Comentarios generales:

Es innegable que las películas de terror enfocadas en grupos de adolescentes son el pan de cada día y eso ha hecho que sea complicado el poder encontrar mucha originalidad entre estas debido a que casi siempre se centran en las mismas temáticas o subgéneros. Sin embargo, esto nunca ha sido impedimento para tener propuestas que valgan la pena y logren su objetivo de entretener, siendo este el caso con Whistle.

Una historia que tiene claras influencias de “Final Destination” y con las que Hardy, en lugar de tratar de negarlas, las adopta para ofrecer algo que en todo momento se siente familiar pero con su toque distintivo gracias al silbato y también a los problemas existenciales adolescentes presentados. Lo cual puede que durante el primer acto ocasione cierto tedio porque se sigue cada paso esperado en la adaptación de Chrys a su nuevo hogar, aunque durante este periodo también se logra establecer un tono oscuro que encaja a la perfección con todo lo que provoca utilizar el objeto maldito y así construir determinados momentos que proporcionan una buena dosis de suspenso.
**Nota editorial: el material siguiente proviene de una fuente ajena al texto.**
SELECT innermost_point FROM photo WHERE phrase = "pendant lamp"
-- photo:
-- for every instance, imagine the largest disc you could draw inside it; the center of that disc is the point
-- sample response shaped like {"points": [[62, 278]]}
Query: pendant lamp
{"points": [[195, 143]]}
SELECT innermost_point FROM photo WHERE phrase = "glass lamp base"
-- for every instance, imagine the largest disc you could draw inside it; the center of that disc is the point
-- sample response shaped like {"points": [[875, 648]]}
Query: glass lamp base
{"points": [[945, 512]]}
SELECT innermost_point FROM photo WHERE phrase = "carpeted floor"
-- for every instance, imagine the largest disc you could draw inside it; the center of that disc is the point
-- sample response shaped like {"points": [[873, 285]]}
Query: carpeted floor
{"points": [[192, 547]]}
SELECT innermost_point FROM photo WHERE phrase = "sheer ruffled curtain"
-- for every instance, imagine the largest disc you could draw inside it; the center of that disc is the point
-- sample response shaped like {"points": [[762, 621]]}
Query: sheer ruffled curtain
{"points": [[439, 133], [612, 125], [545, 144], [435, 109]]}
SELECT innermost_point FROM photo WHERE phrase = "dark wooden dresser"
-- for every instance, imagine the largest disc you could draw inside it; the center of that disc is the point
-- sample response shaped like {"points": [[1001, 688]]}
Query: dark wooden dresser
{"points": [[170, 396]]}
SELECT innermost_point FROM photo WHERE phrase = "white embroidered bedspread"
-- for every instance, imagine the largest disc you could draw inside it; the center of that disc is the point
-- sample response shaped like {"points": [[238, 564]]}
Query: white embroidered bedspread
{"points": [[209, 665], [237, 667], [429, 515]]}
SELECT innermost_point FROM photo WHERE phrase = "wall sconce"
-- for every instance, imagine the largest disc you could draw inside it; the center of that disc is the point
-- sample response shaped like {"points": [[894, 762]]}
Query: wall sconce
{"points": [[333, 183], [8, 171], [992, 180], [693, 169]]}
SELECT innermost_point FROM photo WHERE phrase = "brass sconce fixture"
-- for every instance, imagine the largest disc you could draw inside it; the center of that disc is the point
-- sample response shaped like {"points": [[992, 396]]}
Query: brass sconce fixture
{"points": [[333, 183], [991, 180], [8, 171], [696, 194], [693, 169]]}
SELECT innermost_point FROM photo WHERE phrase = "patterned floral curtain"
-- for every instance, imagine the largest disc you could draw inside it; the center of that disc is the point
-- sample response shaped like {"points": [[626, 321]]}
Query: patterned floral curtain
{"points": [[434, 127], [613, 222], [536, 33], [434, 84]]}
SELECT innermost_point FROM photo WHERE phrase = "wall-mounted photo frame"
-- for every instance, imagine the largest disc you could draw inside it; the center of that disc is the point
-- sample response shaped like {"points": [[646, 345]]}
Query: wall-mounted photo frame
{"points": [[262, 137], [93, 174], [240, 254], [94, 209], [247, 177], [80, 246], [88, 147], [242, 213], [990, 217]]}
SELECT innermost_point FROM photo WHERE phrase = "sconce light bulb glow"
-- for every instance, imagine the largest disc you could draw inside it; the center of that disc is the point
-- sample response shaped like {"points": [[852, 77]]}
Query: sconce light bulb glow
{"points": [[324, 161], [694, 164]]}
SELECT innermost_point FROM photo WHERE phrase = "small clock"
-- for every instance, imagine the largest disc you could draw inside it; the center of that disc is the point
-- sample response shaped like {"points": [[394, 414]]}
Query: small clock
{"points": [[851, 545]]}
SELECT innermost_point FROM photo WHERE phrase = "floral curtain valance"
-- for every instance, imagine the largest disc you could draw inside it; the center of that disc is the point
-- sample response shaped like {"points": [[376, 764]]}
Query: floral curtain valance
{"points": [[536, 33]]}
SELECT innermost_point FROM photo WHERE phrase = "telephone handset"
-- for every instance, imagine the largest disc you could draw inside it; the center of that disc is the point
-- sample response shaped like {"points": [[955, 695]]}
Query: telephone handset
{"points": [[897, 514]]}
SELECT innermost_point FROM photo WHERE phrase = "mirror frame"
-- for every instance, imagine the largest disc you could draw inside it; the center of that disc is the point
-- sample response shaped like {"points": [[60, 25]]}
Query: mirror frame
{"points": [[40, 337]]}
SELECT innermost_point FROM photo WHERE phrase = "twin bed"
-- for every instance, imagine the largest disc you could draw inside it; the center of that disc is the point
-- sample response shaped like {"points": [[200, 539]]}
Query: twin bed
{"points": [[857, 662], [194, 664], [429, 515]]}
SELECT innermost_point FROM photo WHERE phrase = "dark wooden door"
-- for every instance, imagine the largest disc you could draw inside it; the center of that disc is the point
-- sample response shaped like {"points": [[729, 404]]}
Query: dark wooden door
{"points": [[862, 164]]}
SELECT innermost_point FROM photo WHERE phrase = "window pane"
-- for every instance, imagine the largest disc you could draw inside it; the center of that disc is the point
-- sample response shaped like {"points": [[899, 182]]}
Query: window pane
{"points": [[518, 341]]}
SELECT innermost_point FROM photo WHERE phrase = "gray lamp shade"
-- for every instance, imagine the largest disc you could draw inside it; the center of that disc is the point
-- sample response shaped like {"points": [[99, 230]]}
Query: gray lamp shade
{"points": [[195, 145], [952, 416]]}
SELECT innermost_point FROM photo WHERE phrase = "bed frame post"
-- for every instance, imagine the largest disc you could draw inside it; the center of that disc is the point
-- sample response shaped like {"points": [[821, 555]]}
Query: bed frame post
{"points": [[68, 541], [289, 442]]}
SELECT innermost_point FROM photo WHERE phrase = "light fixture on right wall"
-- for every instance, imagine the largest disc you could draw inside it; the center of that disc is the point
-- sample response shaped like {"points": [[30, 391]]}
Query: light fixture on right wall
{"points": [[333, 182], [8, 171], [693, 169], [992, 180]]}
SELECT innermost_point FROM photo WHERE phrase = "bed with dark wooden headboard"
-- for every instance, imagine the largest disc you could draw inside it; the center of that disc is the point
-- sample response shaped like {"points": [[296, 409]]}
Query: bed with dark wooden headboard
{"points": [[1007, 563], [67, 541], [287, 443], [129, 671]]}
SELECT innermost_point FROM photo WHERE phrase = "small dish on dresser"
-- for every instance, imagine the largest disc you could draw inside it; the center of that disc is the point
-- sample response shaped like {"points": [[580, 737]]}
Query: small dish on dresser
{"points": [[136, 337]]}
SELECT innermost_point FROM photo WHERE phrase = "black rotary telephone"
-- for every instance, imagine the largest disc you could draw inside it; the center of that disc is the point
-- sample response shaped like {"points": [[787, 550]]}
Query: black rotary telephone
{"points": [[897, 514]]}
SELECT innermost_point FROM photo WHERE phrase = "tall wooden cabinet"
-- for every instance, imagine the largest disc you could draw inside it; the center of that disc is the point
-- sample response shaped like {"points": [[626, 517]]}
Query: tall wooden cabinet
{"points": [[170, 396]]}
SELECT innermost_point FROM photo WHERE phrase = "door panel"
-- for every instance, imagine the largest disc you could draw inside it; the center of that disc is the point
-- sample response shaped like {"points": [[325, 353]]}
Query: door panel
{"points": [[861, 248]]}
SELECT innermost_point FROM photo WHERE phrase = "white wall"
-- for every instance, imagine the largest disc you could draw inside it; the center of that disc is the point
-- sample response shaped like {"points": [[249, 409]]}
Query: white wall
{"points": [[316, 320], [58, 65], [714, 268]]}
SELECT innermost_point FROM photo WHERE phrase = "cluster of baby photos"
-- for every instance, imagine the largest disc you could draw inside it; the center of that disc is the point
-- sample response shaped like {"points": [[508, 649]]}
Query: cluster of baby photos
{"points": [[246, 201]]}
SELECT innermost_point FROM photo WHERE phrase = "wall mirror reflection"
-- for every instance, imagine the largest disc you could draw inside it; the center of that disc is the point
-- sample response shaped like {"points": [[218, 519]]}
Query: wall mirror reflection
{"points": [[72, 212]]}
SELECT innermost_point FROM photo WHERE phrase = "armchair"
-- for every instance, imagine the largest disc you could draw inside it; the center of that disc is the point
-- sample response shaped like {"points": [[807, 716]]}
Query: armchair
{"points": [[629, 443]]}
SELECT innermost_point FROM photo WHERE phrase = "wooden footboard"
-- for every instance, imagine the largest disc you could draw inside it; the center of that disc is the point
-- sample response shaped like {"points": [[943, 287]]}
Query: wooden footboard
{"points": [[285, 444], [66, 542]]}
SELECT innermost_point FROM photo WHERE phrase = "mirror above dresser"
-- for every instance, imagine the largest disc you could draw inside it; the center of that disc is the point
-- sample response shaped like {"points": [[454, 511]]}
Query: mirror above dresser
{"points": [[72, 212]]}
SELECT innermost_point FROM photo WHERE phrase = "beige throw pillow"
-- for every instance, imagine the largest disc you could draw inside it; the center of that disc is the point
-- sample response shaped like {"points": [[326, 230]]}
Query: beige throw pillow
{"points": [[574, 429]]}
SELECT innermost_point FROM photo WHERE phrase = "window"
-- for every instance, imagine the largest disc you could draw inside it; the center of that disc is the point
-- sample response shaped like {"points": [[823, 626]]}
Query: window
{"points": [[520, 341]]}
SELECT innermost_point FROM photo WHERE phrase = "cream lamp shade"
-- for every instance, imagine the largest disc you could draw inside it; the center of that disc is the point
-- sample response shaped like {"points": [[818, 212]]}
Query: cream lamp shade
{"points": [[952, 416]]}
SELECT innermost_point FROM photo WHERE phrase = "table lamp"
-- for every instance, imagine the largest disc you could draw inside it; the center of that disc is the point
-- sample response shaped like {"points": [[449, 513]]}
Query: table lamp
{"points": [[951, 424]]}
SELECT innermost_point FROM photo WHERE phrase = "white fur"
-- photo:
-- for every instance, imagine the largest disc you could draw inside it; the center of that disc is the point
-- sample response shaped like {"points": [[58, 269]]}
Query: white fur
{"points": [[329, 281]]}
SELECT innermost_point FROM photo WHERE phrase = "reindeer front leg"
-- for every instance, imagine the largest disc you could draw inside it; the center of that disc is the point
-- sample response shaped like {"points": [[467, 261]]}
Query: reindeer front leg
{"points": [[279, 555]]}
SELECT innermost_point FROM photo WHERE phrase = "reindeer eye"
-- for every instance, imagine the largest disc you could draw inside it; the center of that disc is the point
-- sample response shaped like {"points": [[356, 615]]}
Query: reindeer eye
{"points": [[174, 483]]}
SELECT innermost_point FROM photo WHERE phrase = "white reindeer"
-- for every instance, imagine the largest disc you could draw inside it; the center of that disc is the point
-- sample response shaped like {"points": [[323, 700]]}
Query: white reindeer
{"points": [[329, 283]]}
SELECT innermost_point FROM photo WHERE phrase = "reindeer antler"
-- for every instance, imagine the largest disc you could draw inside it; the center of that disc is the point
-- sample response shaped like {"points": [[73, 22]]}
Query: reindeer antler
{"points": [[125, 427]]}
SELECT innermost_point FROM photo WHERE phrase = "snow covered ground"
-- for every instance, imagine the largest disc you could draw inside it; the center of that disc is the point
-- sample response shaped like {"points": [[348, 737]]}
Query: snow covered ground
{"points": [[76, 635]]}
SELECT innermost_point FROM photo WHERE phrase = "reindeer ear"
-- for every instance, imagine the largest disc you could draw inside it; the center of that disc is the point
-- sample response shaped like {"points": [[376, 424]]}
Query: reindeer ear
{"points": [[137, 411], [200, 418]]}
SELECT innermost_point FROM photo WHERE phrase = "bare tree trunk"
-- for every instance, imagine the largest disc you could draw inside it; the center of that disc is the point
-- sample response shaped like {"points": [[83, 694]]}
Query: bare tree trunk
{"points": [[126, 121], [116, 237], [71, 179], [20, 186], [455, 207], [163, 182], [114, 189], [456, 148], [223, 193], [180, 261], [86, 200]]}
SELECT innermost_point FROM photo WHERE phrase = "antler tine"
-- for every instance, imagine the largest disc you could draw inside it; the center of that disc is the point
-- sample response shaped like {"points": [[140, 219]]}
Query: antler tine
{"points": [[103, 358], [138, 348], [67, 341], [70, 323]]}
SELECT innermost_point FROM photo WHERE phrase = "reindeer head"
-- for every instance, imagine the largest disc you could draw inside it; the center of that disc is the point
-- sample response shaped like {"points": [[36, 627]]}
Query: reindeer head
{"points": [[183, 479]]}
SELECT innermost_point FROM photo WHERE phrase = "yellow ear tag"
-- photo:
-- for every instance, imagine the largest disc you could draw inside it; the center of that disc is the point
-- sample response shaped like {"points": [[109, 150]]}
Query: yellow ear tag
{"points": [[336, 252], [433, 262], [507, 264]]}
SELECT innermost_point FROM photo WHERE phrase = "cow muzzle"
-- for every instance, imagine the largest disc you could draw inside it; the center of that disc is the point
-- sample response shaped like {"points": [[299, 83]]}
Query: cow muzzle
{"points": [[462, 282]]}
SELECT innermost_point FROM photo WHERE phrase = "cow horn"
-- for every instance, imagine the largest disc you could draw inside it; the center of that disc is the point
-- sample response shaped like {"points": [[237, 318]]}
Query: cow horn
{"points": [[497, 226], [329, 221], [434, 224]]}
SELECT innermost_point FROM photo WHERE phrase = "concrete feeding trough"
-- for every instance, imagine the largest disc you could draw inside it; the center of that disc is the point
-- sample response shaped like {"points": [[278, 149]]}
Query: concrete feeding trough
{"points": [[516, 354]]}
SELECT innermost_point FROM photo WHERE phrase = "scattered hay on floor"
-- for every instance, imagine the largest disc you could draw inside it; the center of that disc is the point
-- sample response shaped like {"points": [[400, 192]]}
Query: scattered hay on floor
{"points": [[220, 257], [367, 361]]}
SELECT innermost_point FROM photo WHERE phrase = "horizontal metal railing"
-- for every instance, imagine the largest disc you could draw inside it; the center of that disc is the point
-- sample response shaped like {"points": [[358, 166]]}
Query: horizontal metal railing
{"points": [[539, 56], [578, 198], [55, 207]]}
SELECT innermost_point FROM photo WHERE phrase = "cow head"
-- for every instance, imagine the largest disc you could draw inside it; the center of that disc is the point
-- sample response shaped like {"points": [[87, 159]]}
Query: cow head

Algo que en general logran mantener durante el resto de la película y con ello el asecho de la muerte se vuelve cada vez más inquietante, incluso si la manera en la que se desarrollan las acciones se siente un tanto acelerada gran parte del tiempo. Ya que en realidad la profundización sobre todo lo que rodea al silbato no es algo a lo que se le dediquen mucho minutos y por lo mismo se vuelve complicado el poder elaborar situaciones que te hagan sentir empatía hacia los adolescentes, ocasionando con esto que sus muertes sean visualmente llamativas, pero sin una carga emocional tan grande que haga de esto algo más desgarrador.

Dejando así una parte final que apuesta por elevar el nivel de sangre en pantalla y, sobre todo, por plantear ciertos dilemas morales en lo respecta a la forma de lidiar con la amenaza. Siendo esto lo que le añade cosas positivas a un desenlace intenso que se enreda un poco al momento de resolver el problema, aunque termina resultando convincente.

En el tema de las actuaciones tenemos a una Dafne Keen (Chrys) que por momentos puede ser desesperante con un personaje que mantiene todo el tiempo la misma expresión y que carece de emocionalidad por grandes lapsos de la película. Mientras que el resto del elenco logra ser un buen complemento y ayudan a que ese detalle en particular no resulte tan perjudicial.

Y en cuanto a producción, nos encontramos con una factura cuidada: el trabajo de fotografía es sólido, la dirección de arte discreta, el score es agradable, el trabajo de sonido es espectacular, los efectos son de buena calidad y la labor de maquillaje cumple.

Opinión final: Whistle está entretenida. Película para pasar un buen rato viendo sufrimiento adolescente.